Pentagon press secretary John Kirby confirmed Friday that “thousands” of Islamic State prisoners were freed after the United States handed over bases to the Afghan government.
The freeing of thousands of Islamic State prisoners is under scrutiny after an Islamic State suicide attacker killed 13 American service members and a number of Afghan and other nations’ civilians at a gate at the Hamid Karzai International Airport on Thursday.
“I don’t know the exact number — clearly it’s in the thousands when you consider both prisons, because both of them were taken over by the Taliban and emptied,” Kirby said, speaking of prisons on Bagram Air Base and Kandahar Air Field that held ISIS prisoners.
He said the U.S. did not transfer the prisoners over to Guantanamo because the plan was to turn the prisons over to the Afghan National Security Forces:
That was part of the retrograde process, was to turn over these responsibilities.

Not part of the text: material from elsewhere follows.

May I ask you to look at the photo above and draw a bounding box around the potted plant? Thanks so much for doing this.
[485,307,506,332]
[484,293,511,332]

They did have responsibility for those prisons and the bases at which those prisons were located and as the Taliban advanced, we didn’t see the level of resistance by the Afghans to hold some territory or some bases and unfortunately, those were the bases the Afghans didn’t hold.
“Those responsibilities were turned over in accordance with the retrograde plan back in April,” he said.
April was when President Joe Biden ordered all U.S. troops to withdraw from Afghanistan by August 31. As the military continued its withdrawal, the Taliban began its offensive and succeeded in taking over the country in just 11 days by August 14.
After the rapid takeover by the Taliban, Biden ordered 6,000 U.S. troops to Afghanistan and the region to evacuate American citizens, Afghans, and others out.
The 13 service members killed Wednesday were part of that evacuation mission.
Military officials say they are not sure if the Taliban — who the U.S. has been relying on to man checkpoints to the airport — allowed the ISIS bomber and additional attackers through.